Poi bussano di nuovo alla porta ed entra un uomo, che è con loro e si accomoda e prende delle foto, e poi mi chede: "Signora, quando ha fatto il bagno in mare per l'ultima volta?" 

E io mi metto a ridere, perchè fa ridere, e gli dico: "Ma io mica saccio notare! Nessuna delle mie comari imparava a nuotare e nemmeno io me lo insegnai. Mica ci avevamo il tempo per andare a nuotare. A dodici anni mi fidanzavo, a quattordici mi sposavo, a quindici iniziavo a lavorare e a sedici facevo Ninuzzo. Quando ci andavo al mare? E anche quando ha chiuso lo stabilimento io facevo i figli e cucinavo. Quale mare? Io mare unni vitte mai". E stiamo tutti in silenzio un attimo, e io non so più cosa dire, allora affuncio e mi vivo un poco r'acqua. Peppe tossisce nel suo angolino e gli prendono una foto. Povero Peppe mio, è cieco e non lo sa che gli prendono le foto, nemmeno sorride. 

Una ragazza che parla siciliano mi chiede: "Ma ne hai visti mai patruneddri r'incasa? E' vero che esistono questi fantasmi?". Matri mia. Mi pare che mi si firma u core e tutti i pila ri razza si fanno tesi. "Cetto che esistono, sono le anime dei vecchi proprietari di casa. E pifforza li vitte", rispondo. "Na casa mia vecchia, faciano sempre u cafè. E io sentivo sempre ciauro ri cafè, e ciù ricia e Peppe e iddro unni sapìa nente. Ma io rico, megghio accussì. Si faciano u cafè e a niautre unni riciano nente.

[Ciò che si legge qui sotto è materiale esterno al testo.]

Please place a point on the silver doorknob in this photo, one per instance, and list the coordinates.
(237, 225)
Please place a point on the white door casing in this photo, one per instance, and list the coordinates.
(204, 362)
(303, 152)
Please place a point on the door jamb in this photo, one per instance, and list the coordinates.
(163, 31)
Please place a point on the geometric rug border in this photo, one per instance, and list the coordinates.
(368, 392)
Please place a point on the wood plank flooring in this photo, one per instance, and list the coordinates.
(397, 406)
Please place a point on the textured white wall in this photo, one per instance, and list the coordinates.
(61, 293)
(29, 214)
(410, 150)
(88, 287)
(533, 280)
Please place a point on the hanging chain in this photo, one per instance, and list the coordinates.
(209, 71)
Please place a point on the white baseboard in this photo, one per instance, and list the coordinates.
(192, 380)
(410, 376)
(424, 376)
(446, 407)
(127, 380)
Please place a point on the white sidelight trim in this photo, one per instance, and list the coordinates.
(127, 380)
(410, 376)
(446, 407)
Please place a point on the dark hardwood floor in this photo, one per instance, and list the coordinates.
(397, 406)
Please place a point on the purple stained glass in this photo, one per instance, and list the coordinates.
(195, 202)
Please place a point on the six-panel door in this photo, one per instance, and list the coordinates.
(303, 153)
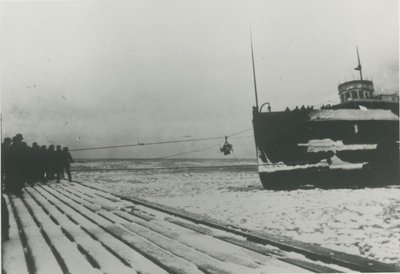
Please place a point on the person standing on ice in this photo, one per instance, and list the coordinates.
(66, 162)
(59, 162)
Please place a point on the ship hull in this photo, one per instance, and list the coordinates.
(330, 178)
(327, 149)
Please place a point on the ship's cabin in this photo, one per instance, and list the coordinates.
(357, 89)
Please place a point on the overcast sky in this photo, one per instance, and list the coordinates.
(88, 73)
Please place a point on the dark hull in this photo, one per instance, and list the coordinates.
(330, 178)
(288, 139)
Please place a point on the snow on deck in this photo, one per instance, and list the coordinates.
(352, 115)
(72, 228)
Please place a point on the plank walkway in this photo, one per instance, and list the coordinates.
(75, 228)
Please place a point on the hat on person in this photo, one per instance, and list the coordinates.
(19, 136)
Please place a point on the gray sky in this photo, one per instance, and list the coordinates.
(88, 73)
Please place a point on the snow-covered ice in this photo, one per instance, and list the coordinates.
(358, 221)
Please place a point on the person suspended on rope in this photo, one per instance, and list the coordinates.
(227, 148)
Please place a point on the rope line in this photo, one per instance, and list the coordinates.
(160, 143)
(162, 168)
(187, 152)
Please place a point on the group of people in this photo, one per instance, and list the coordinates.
(22, 164)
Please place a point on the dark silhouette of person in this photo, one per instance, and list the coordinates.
(42, 163)
(50, 163)
(59, 155)
(16, 168)
(5, 155)
(34, 163)
(5, 220)
(66, 162)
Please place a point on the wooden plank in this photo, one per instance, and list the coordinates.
(217, 248)
(313, 252)
(73, 259)
(316, 268)
(162, 257)
(13, 256)
(202, 261)
(42, 256)
(96, 200)
(191, 252)
(123, 251)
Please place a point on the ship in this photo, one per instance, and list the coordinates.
(354, 143)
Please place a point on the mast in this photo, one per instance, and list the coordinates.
(359, 65)
(254, 70)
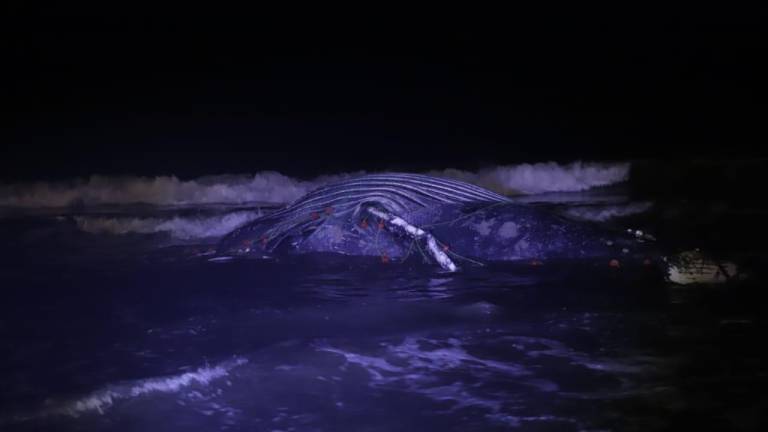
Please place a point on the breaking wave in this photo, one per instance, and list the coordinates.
(275, 188)
(543, 177)
(100, 400)
(183, 228)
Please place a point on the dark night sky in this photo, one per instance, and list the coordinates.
(130, 91)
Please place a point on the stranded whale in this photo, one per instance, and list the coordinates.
(448, 222)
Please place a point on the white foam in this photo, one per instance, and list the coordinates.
(275, 188)
(264, 187)
(606, 212)
(184, 228)
(543, 177)
(101, 400)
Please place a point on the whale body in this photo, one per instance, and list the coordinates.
(397, 216)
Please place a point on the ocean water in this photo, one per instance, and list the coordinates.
(117, 316)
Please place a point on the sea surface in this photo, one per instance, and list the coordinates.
(117, 316)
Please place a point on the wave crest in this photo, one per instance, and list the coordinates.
(275, 188)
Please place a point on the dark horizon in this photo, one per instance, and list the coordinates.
(117, 92)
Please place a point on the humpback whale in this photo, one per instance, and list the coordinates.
(451, 223)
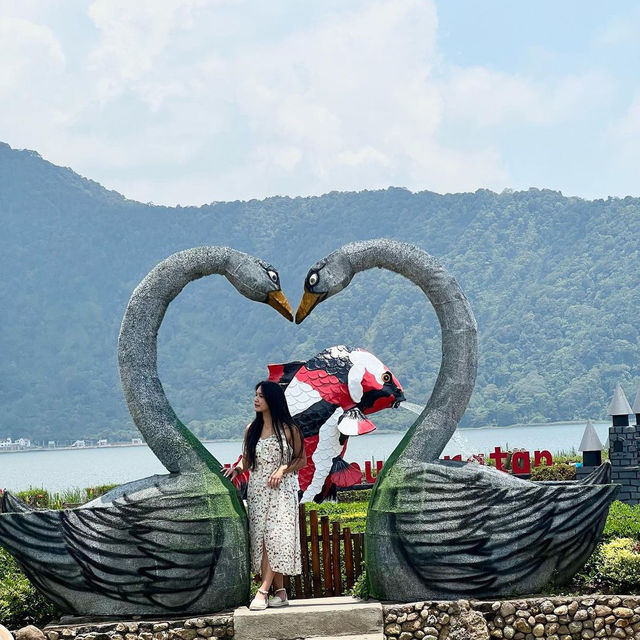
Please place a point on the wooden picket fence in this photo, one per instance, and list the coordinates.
(331, 558)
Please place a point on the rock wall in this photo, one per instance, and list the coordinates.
(191, 629)
(558, 618)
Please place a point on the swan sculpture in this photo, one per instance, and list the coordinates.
(168, 543)
(444, 530)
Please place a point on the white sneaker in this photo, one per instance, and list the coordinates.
(277, 601)
(257, 604)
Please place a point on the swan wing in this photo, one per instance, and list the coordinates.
(161, 551)
(468, 528)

Ma canuscio cette storie..." e le mie braccia si riempono di brividi.

E allora gli racconto la storia che mi raccontava mia madre, della ragazza che muore uccisa ed entra nell'altra ragazza. E l'altra ragazza sta male perchè lo spirito che le vive dentro è arrabbiato: vuole giustizia. E quindi l'altra ragazza sembrava folle, ma non lo era, era lo spirito dentro di lei della ragazza morta uccisa che le chiedeva aiuto. E diceva: "Aiutami, io non me ne vado da te finchè non mettono in carcere il mio fidanzato, perchè è lui che mi ha ammazzata!". Alla fine ci aveva ragione e lo hanno arrestato.

Racconto questa storia e loro sono felici di quello che hanno sentito. Gliene racconto una di quando i patruneddri hanno legato un uomo al suo stesso letto perchè lo odiavano. La moglie era di là, lo intise vuciare e l'attruvao accussì. 

"Sulo chiddre chi hanno u sango leggero pozzunu abbirire i patruneddri", dico io.

Poi mi chiedono se posso uscire e se posso farmi prendere una fotografia sulla porta di casa mia. Io ci dico sì, oggi mi vedo bella, ho messo la veste migliore che ho ed i capelli mi stanno proprio bene.